Gustavo de Almeida Ribeiro

 

O descaminho majorado pela utilização de transporte aéreo, marítimo ou fluvial, previsto no §3º do artigo 334 do Código Penal, é tema pouco tratado nos livros de direito penal, ou trazido de forma sintética, mesmo nas obras especializadas em crimes federais.

Sem qualquer pretensão de desenvolver de forma aprofundada o tema, transcreverei abaixo as alegações jurídicas por mim utilizadas ao agravar da decisão monocrática proferida pelo Ministro Edson Fachin, do STF, no HC 147725 (portal.stf.jus.br/processos/detalhe.asp?incidente=5261504).

Como não poderia deixar de ser, elas têm o viés defensivo, mas mesmo para os que se interessam por outras áreas, servem para reflexão.

Brasília, 28 de maio de 2018

 

Primeiramente, quanto à matéria submetida a esse Egrégio Supremo Tribunal Federal, cumpre ressaltar que, em sede de habeas corpus, a competência é definida em face da autoridade coatora ou do paciente, não havendo limitação quanto aos temas nele agitados, tal como acontece com o Recurso Especial e o Recurso Extraordinário, pelo que não existe óbice no enfrentamento de matéria legal, como tem sido feito, aliás, rotineiramente, em temas processuais, por exemplo.

Assim sendo, não há que se falar em atuação exclusiva do Superior Tribunal de Justiça em matéria infraconstitucional, já este que funcionaria como uniformizador da intepretação da lei. São inúmeras as hipóteses em que o STF é chamado a aplicar legislação ordinária, fazendo-o segundo seu entendimento e não se submetendo ao quanto fixado pela Corte Superior, vide o que ocorre nas centenas de ações penais originárias.

No que tange ao mérito da questão, há no presente caso ilegalidade manifesta, em vista da incidência da causa de aumento constante do §3º do artigo 334, do Código Penal, que versa sobre descaminho praticado em transporte aéreo.

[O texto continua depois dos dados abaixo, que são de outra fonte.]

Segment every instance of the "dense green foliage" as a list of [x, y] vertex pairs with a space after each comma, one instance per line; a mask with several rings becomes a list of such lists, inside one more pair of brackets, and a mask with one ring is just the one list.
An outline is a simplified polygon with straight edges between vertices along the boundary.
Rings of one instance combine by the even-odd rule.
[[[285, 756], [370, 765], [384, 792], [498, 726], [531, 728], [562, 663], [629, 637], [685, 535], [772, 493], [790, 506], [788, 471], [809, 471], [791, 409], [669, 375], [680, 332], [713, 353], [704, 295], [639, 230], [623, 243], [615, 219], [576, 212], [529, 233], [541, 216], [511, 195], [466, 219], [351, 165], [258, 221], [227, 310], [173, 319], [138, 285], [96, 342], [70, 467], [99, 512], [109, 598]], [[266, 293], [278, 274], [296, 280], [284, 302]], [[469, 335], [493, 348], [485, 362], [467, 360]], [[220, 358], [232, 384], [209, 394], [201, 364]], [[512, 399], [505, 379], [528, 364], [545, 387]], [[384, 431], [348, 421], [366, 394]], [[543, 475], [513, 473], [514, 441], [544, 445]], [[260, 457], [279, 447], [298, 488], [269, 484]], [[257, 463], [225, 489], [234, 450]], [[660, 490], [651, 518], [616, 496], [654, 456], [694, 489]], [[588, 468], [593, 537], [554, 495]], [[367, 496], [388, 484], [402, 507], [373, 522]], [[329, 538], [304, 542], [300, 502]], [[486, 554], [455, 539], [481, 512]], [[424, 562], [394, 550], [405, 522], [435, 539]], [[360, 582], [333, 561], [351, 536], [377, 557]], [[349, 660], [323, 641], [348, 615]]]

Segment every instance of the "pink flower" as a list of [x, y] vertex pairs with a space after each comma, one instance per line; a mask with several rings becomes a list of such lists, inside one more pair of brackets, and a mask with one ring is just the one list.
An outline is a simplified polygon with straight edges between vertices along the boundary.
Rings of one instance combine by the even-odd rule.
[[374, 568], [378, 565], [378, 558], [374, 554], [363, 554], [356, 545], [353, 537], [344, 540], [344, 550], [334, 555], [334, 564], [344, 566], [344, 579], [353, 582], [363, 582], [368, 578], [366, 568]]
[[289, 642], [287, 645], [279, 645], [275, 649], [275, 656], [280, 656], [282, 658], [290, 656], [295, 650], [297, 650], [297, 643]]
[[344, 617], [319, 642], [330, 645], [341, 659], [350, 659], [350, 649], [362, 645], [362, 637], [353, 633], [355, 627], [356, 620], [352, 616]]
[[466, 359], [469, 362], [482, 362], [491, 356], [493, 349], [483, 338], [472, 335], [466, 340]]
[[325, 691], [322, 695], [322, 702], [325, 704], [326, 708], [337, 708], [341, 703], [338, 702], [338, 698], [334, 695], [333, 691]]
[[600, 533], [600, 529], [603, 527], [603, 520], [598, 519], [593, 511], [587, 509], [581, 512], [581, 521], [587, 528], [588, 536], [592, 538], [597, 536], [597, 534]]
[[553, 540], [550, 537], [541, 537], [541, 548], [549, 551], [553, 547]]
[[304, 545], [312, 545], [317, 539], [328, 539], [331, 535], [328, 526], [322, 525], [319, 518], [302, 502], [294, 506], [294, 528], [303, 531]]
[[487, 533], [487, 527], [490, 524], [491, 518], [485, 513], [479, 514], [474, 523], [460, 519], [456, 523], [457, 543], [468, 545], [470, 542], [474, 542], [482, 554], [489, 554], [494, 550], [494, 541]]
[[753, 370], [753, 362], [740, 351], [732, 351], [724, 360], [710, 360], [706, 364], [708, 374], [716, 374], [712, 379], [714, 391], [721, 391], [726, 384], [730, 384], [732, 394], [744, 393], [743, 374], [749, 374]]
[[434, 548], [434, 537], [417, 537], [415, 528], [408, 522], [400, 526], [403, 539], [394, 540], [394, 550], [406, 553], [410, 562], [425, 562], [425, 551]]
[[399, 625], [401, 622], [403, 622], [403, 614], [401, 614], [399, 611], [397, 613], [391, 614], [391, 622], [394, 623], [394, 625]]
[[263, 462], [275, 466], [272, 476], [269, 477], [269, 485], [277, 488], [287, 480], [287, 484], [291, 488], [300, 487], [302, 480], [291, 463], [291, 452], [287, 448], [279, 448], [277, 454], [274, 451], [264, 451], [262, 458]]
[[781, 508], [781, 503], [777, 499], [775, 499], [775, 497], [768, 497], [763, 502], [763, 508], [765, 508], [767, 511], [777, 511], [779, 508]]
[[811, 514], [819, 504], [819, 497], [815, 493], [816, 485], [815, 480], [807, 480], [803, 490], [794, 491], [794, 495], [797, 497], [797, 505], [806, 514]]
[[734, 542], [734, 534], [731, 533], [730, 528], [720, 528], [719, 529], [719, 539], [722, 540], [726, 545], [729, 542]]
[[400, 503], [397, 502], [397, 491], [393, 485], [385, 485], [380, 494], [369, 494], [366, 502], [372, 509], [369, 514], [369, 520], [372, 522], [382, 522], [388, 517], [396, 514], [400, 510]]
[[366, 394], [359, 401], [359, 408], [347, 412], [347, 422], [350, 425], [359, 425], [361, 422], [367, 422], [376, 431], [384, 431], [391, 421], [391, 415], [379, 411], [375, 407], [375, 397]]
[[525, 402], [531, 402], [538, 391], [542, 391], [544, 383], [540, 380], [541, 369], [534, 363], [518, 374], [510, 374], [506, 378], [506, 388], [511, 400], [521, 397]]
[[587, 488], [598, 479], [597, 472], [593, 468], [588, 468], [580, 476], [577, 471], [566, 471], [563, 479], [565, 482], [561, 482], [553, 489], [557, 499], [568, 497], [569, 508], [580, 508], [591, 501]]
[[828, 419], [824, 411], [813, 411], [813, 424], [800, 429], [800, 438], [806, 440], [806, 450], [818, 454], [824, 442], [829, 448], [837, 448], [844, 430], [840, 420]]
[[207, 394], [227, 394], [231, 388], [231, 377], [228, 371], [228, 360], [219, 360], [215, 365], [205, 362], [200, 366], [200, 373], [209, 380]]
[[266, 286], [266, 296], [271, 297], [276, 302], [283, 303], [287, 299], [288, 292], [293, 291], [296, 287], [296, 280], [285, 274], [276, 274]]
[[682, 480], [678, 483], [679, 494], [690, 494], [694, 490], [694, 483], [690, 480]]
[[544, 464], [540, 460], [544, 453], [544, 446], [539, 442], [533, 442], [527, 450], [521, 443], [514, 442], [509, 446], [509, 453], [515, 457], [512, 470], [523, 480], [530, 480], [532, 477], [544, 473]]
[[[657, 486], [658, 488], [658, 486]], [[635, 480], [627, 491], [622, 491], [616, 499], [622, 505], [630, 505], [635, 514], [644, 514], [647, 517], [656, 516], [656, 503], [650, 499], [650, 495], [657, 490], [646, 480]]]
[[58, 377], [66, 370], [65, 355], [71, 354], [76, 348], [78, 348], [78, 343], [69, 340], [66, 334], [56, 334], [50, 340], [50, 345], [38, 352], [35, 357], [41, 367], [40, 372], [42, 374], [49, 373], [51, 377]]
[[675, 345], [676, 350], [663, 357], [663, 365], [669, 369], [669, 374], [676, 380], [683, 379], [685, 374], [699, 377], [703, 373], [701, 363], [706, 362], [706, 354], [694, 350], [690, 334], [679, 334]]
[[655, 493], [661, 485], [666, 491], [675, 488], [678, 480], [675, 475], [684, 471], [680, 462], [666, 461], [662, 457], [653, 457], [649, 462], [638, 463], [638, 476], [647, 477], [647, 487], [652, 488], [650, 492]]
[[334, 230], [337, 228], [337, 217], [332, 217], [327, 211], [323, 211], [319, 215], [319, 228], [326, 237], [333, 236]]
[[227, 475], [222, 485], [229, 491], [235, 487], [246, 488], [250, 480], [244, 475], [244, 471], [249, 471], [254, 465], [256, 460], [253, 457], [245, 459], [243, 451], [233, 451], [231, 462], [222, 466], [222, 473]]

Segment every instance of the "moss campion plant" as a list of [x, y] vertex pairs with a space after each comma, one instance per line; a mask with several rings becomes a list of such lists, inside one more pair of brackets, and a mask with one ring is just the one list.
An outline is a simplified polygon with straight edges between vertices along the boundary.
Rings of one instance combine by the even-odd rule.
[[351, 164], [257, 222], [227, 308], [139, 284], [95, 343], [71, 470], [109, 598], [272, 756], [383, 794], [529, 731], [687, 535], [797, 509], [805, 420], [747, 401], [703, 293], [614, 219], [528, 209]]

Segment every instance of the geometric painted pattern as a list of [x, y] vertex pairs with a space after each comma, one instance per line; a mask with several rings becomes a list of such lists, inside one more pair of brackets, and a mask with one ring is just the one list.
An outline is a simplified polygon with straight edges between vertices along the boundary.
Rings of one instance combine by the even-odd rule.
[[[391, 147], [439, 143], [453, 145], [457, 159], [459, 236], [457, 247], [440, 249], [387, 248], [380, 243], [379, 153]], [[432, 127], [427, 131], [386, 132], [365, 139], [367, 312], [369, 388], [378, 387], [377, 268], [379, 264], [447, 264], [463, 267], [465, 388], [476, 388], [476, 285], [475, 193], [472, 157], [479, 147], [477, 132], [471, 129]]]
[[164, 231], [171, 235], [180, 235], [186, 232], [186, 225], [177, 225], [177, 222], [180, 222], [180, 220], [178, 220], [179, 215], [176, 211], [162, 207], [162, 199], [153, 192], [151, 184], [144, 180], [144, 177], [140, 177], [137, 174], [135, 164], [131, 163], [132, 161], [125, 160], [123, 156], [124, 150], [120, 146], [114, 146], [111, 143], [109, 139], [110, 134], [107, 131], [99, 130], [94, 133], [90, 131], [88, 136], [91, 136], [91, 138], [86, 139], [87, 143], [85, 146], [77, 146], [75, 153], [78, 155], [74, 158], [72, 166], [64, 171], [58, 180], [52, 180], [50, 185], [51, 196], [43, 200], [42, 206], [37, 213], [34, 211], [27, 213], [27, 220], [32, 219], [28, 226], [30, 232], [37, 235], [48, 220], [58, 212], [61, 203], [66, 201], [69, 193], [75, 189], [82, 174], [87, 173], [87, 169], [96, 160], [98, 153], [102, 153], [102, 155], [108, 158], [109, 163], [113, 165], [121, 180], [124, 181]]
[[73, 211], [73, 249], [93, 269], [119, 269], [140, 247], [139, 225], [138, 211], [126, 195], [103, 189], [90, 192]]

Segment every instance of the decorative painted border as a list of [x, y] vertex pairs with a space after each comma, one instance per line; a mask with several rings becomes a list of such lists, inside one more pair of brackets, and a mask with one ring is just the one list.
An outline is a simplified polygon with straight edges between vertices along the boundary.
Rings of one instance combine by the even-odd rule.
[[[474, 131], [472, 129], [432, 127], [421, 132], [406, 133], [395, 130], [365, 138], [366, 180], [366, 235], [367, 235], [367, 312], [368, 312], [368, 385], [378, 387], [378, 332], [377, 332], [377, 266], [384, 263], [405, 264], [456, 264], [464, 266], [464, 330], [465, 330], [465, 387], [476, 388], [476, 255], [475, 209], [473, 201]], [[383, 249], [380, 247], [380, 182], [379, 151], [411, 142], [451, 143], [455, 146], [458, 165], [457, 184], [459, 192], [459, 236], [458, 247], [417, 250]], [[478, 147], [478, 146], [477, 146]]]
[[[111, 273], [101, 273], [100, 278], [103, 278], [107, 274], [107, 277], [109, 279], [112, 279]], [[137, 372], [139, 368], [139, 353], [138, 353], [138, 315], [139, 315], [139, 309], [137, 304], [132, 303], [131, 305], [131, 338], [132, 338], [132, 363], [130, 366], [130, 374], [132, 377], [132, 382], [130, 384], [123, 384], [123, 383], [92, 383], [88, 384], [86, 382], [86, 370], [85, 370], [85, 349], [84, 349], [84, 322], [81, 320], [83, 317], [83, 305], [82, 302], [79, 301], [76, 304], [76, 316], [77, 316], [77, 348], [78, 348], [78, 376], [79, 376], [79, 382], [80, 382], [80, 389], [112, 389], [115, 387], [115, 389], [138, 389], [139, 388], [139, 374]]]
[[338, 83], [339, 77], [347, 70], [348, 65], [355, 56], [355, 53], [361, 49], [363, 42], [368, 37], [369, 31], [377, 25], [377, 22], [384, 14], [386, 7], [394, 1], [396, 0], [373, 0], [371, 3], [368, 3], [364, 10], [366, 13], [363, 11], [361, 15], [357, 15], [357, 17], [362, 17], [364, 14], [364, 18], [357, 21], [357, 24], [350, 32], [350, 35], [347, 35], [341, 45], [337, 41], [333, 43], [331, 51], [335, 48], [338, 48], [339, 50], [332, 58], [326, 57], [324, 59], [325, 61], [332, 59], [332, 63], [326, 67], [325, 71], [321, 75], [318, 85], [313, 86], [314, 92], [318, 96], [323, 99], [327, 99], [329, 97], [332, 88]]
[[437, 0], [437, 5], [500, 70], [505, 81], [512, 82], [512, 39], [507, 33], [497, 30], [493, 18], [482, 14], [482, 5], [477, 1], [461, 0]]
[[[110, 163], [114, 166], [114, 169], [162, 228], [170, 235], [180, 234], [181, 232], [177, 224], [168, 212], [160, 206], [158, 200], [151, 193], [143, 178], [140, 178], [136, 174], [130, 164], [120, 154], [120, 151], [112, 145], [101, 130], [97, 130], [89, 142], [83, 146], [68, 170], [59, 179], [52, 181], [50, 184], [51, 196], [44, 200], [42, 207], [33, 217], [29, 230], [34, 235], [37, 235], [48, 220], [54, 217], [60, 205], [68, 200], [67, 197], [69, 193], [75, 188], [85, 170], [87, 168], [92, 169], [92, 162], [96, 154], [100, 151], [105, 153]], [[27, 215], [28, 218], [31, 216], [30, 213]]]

No caso concreto, foi mantida a aplicação do §3º com na base interpretação literal do texto normativo, que, segundo esse posicionamento, seria aplicável tanto para aeronaves clandestinas como para aeronaves regulares (como a utilizada pelo agravante).

No entanto, tal entendimento não merece prosperar, visto que, nitidamente, é intuito da norma punir com maior rigor aqueles que fazem uso de transportes aéreos clandestinos, que normalmente dificultam a vigilância e têm o objetivo único de burlar autoridades fazendárias e policiais.

Não se mostra coerente aplicar penas maiores diante do mero uso de um meio de transporte aéreo regular, que se apresenta, em verdade, como o meio de deslocamento mais fiscalizado pelo Estado.

A análise da finalidade da norma é indispensável para se buscar sua melhor interpretação. Esta, no que se refere ao §3º do artigo 334, tem como único objetivo punir de forma mais gravosa e coibir o uso de meios que possam burlar o sistema de controle promovido pelo Estado. Claramente, voos regulares encontram-se submetidos a intensa fiscalização, maior, até mesmo, que a do transporte rodoviário.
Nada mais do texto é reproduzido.